Fakt ist: Die Rheintalbahn ist die wichtigste Nord-Süd-Verbindung zwischen den Seehäfen Rotterdam und Genua und damit auch für die neue Alpentransversale (Neat) samt neuem Gotthard-Tunnel. Schon kurz nach der Sperrung bei Rastatt lief es schlecht. Unmittelbar Betroffene erfuhren teilweise aus der Presse vom Desaster.

Die Bürgermeisterriege von Baden-Baden beschwerte sich ebenso wie das Schweizerische Bundesamt für Verkehr. Abgesehen davon, dass die Informationspolitik der Bahn nicht rund lief, zeigt sich ein noch viel größeres Problem: Die Güterzüge, die zwei Monate lang die gesperrte Strecke nicht befahren können, quälen sich jetzt mit viel Verspätung über unzureichende Umleitungsstrecken.

Die Gäubahn als Exempel

Denn diese Strecken sind entweder nicht elektrifiziert oder nur eingleisig – im schlimmsten Fall beides. Exemplarisch zeigt sich dies an der Strecke Singen-Stuttgart (Gäubahn). Da die Gäubahn derzeit zwischen Herrenberg und Böblingen wegen Sanierungsarbeiten ebenfalls voll gesperrt ist, werden die eh schon umgeleiteten Züge in Horb ein weiteres Mal umgelenkt. Statt über die Gäubahn direkt nach Stuttgart fahren zu können, biegen sie nach Tübingen ab und nehmen am Neckar entlang eine Schleife bis Plochingen.
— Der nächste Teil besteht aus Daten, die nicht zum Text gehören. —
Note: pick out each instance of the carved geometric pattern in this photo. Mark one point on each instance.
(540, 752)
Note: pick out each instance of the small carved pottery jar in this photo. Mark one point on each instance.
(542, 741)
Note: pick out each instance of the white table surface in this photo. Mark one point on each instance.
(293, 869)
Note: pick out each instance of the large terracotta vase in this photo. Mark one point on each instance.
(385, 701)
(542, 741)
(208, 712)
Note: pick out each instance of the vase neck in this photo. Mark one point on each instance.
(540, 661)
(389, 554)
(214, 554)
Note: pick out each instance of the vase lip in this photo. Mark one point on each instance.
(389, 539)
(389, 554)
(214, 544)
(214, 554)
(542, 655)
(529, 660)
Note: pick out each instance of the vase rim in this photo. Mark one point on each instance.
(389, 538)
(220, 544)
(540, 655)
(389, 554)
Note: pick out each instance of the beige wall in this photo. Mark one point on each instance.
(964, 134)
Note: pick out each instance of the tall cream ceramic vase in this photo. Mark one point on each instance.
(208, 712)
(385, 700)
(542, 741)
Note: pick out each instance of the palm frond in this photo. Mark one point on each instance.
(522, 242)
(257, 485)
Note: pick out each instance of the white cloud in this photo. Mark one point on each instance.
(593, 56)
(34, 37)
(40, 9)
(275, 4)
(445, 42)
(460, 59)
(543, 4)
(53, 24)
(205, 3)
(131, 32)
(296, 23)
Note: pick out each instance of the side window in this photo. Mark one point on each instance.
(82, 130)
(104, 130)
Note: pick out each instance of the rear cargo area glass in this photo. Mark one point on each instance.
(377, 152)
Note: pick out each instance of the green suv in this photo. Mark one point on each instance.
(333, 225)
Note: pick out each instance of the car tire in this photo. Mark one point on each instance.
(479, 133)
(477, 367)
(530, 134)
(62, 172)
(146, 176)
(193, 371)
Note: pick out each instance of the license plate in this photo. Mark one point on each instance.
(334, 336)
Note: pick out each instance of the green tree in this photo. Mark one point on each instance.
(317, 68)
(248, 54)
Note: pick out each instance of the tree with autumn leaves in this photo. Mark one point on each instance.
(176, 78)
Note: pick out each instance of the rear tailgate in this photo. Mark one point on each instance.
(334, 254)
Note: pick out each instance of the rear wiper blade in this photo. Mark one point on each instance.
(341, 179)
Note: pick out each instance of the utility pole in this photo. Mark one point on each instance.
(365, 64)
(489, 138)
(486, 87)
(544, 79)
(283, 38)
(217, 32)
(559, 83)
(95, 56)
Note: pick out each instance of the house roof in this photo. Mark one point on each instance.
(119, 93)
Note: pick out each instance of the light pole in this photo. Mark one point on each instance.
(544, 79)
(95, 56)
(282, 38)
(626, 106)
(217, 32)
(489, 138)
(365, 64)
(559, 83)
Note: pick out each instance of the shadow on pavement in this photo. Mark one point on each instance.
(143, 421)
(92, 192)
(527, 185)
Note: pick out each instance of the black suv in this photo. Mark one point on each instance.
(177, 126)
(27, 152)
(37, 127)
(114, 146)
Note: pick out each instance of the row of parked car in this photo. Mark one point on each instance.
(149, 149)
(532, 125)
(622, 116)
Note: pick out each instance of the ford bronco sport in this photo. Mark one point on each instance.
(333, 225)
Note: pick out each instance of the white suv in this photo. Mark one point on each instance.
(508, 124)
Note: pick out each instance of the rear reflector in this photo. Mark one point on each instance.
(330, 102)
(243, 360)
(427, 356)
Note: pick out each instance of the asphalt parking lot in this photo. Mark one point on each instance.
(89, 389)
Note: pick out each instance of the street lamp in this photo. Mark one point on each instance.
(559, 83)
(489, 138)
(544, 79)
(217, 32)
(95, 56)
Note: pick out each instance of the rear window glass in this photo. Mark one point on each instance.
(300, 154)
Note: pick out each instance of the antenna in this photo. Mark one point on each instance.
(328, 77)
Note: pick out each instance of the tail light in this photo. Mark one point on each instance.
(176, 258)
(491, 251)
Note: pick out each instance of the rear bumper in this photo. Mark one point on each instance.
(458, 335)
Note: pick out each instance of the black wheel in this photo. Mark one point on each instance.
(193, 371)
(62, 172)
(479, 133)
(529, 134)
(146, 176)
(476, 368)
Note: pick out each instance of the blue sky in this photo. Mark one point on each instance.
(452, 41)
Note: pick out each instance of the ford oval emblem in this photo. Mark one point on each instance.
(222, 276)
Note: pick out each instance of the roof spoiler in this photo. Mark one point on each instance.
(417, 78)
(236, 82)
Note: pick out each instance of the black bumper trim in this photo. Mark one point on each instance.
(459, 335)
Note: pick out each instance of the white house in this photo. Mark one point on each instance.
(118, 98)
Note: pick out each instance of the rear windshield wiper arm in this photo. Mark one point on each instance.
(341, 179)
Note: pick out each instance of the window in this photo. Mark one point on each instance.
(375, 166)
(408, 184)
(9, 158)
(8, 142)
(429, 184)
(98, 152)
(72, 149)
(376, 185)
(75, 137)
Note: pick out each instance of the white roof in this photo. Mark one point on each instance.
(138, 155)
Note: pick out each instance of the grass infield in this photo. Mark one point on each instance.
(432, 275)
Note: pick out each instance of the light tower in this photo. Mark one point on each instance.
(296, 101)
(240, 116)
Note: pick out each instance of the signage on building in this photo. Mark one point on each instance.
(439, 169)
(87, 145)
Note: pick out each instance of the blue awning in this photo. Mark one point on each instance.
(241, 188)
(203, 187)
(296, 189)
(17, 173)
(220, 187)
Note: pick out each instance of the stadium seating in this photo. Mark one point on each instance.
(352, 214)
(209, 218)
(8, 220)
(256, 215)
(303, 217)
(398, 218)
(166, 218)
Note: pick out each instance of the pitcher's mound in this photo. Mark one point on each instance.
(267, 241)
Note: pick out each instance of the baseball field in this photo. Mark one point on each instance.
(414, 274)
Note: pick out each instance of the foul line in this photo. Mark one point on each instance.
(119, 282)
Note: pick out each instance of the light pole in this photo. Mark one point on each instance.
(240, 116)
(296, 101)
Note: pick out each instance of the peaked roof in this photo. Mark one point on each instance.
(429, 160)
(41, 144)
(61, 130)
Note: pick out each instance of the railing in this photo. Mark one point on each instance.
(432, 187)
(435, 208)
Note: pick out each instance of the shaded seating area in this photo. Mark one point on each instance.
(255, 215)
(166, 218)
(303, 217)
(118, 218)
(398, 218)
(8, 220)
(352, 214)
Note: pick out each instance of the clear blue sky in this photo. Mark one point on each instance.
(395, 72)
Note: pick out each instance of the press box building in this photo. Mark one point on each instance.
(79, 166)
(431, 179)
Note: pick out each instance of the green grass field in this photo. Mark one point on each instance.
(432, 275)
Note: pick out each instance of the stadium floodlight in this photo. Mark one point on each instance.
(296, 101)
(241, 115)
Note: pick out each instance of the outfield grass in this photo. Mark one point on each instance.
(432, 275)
Da die Strecke Horb-Tübingen nicht elektrifiziert ist, muss dort sogar noch eine Diesellok vorgespannt werden. Für die Anwohner entlang der sogenannten Neckar-Alb-Bahn heißt das: mehrere Wochen zusätzlicher Zuglärm. Vom 5. September an, wenn die Sanierung zwischen Herrenberg und Böblingen beendet ist, trifft es dann die Gäubahn-Anlieger.

Bahn fährt lange am Limit

All dies zeigt: Die Bahn fährt seit Jahrzehnten am Limit. Aufgrund des Sparkurses unter dem früheren Bahnchef Hartmut Mehdorn wurden mit Zustimmung des Bundesverkehrsministers viele Gleise und Weichen abgebaut. Wenn es dann zu einer Streckensperrung kommt, gibt es – anders als beim Straßennetz – kaum Ausweichmöglichkeiten. Andere Länder wie die Schweiz, Österreich oder die Niederlande haben eine bessere Infrastruktur. Deshalb gilt es mehr denn je, die Sünden der Vergangenheit in Deutschland so rasch wie möglich zu korrigieren.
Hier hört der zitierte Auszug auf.